There’s something about food with a smokey flavor that has near universal appeal. Bacon, dare I say it, comes to mind. Or the alluring scents of smoke and spice that fill the air at a summer barbecue. Maybe it’s primal.
In any case, it’s usually associated with meat. But it doesn’t have to be, right? After all, carnivores don’t have a monopoly on smoke and spice. So how, I’ve been thinking, can I use smoke and spice to bring more and deeper flavor to my cooking?
The question was wandering around in my head when, a few weeks ago, I saw a package of grilled artichoke hearts at my local Whole Foods. I bought them and, after a first tentative bite, quickly gobbled them up. I bought another package and shared them with The Professor, making sure to eat faster than he did. When they were finished, I flipped the package over to read the ingredients: artichokes, olive oil, salt, smoke flavor.

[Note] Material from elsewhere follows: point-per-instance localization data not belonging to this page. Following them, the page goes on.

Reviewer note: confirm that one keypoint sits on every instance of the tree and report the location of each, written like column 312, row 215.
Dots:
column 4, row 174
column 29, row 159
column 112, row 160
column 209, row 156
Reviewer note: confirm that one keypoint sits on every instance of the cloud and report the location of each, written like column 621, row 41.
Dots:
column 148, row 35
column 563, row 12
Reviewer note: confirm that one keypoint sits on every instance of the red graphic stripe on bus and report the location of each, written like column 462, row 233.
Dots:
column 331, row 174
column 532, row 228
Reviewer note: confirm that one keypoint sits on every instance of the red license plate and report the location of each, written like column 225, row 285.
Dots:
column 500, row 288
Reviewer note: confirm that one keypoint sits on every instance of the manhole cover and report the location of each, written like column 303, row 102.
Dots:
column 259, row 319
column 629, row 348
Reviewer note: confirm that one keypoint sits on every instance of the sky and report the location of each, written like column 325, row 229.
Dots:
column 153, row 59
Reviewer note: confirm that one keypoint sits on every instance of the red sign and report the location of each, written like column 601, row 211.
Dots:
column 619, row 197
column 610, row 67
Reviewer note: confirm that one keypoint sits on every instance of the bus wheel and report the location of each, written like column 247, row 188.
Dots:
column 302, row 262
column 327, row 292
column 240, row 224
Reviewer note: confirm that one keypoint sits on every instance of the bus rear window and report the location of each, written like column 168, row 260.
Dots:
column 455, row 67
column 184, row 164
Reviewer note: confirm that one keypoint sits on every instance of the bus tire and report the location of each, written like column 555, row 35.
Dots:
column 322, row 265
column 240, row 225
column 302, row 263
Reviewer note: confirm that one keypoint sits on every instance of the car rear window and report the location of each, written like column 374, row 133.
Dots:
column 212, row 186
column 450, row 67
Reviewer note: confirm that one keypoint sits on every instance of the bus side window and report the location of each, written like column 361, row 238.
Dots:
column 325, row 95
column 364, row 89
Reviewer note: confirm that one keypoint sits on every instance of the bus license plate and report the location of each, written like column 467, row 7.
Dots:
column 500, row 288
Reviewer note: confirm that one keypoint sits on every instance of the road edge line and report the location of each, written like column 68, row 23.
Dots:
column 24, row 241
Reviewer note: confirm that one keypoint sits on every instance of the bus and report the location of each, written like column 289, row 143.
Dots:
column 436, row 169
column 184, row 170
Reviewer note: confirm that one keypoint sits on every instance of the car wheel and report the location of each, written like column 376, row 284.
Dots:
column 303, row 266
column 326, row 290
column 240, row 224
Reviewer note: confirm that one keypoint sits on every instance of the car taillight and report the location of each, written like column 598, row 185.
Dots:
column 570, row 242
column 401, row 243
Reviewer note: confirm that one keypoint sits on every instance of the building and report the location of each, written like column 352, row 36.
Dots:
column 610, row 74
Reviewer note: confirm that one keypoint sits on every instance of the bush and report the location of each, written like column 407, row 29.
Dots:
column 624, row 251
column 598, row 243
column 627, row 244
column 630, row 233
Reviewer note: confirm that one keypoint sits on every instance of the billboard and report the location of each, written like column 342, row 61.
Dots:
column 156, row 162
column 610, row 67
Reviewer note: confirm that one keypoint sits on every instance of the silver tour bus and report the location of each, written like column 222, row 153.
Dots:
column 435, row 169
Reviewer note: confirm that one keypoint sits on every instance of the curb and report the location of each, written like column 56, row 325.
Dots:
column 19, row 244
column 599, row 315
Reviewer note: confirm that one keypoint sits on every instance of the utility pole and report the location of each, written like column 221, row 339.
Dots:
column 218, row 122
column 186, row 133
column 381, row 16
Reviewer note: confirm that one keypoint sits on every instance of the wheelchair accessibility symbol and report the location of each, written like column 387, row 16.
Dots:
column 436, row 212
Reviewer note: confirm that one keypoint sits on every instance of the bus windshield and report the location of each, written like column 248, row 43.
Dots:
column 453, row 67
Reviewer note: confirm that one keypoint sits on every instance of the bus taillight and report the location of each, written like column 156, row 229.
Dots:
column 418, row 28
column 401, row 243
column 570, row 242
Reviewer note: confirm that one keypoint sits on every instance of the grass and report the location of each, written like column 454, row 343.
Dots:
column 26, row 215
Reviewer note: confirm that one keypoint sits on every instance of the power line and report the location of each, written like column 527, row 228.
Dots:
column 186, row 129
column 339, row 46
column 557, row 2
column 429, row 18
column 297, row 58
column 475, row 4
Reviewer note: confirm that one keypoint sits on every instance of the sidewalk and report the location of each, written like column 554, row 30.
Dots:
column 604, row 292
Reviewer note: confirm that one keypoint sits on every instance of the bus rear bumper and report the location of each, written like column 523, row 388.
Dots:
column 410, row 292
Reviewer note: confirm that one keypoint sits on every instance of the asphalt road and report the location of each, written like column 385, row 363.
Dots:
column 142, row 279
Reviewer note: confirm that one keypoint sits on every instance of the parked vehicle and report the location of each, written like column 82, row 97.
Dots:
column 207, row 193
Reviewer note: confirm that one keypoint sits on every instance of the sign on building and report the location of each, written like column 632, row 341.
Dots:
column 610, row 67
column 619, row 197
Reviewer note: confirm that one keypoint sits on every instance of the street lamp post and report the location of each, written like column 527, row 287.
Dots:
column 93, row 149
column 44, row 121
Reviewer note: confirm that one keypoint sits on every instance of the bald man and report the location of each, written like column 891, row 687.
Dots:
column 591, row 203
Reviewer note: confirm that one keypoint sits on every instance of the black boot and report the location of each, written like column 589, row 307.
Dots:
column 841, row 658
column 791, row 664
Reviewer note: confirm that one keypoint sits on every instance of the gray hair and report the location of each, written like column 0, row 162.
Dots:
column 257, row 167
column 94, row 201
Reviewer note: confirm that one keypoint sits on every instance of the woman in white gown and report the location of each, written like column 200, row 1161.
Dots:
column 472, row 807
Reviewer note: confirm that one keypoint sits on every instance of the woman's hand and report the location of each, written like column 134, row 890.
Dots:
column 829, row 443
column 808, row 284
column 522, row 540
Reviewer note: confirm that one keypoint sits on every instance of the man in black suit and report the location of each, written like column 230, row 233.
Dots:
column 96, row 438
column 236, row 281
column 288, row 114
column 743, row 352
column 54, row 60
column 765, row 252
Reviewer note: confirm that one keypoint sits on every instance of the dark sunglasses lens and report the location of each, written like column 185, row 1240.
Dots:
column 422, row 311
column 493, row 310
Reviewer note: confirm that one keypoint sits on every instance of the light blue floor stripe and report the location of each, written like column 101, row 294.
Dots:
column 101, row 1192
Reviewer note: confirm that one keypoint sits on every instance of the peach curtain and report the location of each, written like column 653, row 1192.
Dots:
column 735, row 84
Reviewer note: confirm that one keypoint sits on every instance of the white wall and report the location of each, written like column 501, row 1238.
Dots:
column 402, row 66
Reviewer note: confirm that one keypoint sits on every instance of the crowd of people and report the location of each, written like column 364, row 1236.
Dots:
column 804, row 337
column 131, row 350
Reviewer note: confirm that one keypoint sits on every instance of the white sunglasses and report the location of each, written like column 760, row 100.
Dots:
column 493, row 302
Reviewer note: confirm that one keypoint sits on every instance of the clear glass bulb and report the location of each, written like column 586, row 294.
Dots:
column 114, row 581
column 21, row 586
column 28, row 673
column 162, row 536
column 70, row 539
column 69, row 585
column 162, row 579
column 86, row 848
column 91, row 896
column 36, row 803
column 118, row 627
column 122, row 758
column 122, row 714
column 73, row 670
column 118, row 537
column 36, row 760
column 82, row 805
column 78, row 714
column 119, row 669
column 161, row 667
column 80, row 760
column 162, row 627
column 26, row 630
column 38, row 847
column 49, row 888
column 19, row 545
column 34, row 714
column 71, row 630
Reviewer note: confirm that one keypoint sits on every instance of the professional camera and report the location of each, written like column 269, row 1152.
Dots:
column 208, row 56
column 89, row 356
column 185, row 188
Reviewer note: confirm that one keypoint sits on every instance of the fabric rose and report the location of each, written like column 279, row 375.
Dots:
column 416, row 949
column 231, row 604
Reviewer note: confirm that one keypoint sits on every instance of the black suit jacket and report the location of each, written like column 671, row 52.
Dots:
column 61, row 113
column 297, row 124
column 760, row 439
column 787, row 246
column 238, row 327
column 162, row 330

I rummaged through my spices and found a small bag of “Mexican smoked salt” that I’d picked up at a great local spice store. I opened a can of artichoke hearts, drained them, mixed them with some olive oil and smoky salt and grilled them up.
They tasted OK, but not nearly as smoky as the ones that I’d bought, so I continued the search.

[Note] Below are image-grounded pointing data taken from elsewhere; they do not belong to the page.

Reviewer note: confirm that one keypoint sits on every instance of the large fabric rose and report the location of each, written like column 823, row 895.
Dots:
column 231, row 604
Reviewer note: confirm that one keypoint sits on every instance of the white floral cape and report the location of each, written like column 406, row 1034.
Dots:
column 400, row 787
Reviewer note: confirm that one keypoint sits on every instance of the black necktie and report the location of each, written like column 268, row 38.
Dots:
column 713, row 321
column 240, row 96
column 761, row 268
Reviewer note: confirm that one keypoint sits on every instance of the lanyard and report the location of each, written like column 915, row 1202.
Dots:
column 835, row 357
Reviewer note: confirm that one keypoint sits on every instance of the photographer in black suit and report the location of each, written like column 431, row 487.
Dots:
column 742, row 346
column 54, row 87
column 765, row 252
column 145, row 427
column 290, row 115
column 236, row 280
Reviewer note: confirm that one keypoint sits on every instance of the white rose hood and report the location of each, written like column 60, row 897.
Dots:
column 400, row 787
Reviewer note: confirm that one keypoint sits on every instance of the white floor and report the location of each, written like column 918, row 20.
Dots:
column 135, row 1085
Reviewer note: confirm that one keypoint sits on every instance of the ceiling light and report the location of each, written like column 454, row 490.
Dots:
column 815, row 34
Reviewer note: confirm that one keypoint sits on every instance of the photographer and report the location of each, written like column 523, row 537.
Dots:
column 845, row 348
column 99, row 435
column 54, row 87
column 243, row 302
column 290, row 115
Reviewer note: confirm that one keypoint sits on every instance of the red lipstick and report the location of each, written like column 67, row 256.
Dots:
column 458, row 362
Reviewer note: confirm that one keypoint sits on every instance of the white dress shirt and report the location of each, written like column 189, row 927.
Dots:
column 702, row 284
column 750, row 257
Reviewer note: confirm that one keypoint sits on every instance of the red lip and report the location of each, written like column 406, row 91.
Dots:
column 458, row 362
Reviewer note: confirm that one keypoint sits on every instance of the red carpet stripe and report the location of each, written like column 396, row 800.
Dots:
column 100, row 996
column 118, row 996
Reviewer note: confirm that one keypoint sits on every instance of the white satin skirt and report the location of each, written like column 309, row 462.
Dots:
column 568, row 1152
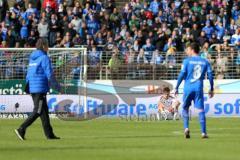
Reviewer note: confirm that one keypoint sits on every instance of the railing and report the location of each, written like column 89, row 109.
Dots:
column 102, row 65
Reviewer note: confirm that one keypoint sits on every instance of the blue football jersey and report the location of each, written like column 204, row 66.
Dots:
column 193, row 72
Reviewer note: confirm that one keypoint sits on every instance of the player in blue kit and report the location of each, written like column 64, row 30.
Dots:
column 193, row 72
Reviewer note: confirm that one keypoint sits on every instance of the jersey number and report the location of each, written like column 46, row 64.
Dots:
column 197, row 71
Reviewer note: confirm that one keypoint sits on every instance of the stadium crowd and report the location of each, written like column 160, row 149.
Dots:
column 141, row 32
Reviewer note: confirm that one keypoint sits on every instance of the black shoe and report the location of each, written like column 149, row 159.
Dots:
column 205, row 136
column 20, row 133
column 53, row 138
column 187, row 134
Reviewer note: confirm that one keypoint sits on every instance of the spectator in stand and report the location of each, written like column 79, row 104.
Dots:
column 53, row 29
column 208, row 29
column 43, row 28
column 3, row 9
column 154, row 7
column 235, row 40
column 202, row 39
column 148, row 49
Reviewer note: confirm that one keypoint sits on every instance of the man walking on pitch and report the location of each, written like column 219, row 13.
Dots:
column 39, row 78
column 193, row 72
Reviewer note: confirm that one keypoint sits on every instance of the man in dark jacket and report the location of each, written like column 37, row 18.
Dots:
column 39, row 77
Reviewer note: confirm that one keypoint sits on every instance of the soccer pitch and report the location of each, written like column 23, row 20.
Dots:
column 115, row 139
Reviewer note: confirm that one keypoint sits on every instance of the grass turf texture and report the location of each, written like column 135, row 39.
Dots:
column 104, row 139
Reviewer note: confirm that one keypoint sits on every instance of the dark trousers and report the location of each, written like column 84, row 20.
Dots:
column 40, row 109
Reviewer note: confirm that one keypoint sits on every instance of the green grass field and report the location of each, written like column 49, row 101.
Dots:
column 104, row 139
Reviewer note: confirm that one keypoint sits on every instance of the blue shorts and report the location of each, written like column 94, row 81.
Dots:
column 196, row 97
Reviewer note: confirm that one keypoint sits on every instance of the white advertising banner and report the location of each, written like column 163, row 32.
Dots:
column 221, row 105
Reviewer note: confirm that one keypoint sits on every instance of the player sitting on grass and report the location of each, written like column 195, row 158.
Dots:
column 168, row 106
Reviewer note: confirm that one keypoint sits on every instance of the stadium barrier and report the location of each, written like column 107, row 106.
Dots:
column 132, row 101
column 131, row 92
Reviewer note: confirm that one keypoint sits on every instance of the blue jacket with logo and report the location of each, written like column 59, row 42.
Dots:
column 39, row 72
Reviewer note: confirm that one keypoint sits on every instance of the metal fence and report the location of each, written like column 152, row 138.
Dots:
column 128, row 65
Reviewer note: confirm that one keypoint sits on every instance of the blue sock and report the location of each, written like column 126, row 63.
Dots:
column 185, row 115
column 202, row 121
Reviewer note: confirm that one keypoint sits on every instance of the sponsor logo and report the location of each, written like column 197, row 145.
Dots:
column 2, row 107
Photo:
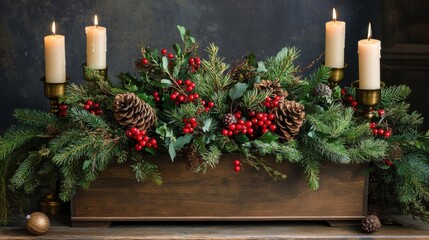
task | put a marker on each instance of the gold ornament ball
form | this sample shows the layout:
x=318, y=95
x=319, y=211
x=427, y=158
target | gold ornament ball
x=37, y=223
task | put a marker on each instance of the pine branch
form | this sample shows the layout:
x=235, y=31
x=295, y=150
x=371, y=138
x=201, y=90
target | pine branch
x=368, y=150
x=144, y=170
x=390, y=95
x=36, y=118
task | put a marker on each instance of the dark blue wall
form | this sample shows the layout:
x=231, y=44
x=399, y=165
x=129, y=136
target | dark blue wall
x=261, y=26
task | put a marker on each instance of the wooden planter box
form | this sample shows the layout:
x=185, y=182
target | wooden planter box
x=221, y=194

Next I bought some smoked paprika, tossed it with some carrots and turnips and roasted them. The dish delivered some nice smokey flavor and a little bit of spice. It was definitely more successful than my artichoke hearts, though still … I felt underwhelmed. Next time I’ll add more paprika, I told myself.
But before “next time” could come around, my friend Tom came over for dinner. Or, to be accurate, I convinced Tom to come over and make dinner. (He is a fabulous cook.) He suggested roasted fish and a salad of roasted sweet potatoes, black beans and corn with a chilpotle dressing.

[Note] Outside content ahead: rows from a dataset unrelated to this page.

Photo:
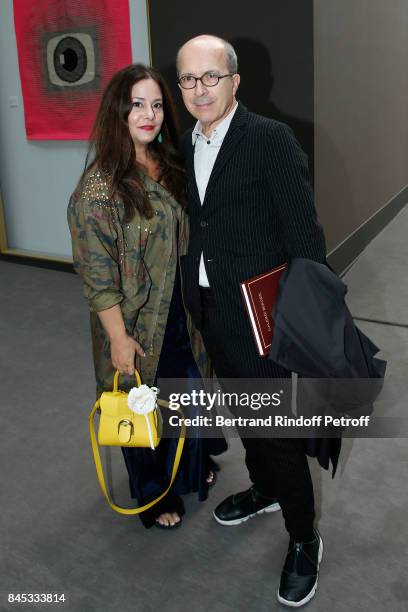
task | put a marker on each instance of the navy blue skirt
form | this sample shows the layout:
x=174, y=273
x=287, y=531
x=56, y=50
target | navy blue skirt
x=150, y=471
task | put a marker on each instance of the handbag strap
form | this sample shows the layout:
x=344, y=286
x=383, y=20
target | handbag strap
x=99, y=468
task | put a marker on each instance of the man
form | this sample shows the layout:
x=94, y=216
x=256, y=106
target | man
x=251, y=209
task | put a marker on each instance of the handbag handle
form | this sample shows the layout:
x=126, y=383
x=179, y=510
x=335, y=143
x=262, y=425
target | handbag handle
x=99, y=468
x=116, y=380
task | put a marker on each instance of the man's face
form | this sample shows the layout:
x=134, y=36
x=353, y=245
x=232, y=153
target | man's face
x=207, y=104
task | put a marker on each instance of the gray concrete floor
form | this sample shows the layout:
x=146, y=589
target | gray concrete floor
x=59, y=536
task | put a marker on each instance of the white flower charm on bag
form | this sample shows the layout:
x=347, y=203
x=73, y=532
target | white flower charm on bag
x=142, y=400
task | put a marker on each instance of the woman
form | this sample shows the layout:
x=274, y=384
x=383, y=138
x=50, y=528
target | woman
x=128, y=227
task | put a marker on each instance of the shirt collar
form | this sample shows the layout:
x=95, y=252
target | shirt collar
x=219, y=132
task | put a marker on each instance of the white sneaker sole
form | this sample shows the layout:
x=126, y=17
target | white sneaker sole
x=311, y=594
x=272, y=508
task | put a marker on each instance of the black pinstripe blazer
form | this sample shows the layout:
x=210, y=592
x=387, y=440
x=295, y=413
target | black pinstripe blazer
x=258, y=212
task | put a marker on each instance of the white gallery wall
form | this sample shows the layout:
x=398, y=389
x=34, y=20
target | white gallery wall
x=37, y=177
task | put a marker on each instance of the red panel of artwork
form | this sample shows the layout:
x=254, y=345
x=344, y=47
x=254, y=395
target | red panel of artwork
x=67, y=52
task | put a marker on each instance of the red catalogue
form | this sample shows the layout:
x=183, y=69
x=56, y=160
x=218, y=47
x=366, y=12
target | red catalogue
x=260, y=295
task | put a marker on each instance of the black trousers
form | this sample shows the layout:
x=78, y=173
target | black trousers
x=277, y=467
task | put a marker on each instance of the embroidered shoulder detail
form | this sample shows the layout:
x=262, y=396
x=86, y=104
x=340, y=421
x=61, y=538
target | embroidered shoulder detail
x=96, y=189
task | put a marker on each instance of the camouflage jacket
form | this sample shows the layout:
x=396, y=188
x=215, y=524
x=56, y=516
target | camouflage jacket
x=132, y=264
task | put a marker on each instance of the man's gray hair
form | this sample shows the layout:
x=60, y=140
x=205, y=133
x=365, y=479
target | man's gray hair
x=232, y=60
x=230, y=54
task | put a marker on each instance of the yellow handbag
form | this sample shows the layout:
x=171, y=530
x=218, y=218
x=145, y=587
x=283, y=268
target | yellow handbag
x=121, y=426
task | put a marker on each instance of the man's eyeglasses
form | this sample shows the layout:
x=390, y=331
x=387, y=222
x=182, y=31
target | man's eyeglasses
x=208, y=79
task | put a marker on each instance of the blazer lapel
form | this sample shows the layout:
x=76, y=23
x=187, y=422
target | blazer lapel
x=235, y=132
x=190, y=170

I’d seen recipes that called for “chilpotle peppers in adobo sauce” before, though I’d never tasted them myself. But after one bite of Tom’s salad, I realized my search was over. What a mouthful of smoky spiciness!
I’ve already incorporated chilpotles into my shrimp tacos and salmon cakes (more on those recipes soon) and am now actively looking for excuses to use the smokey little chilis. Suggestions welcome!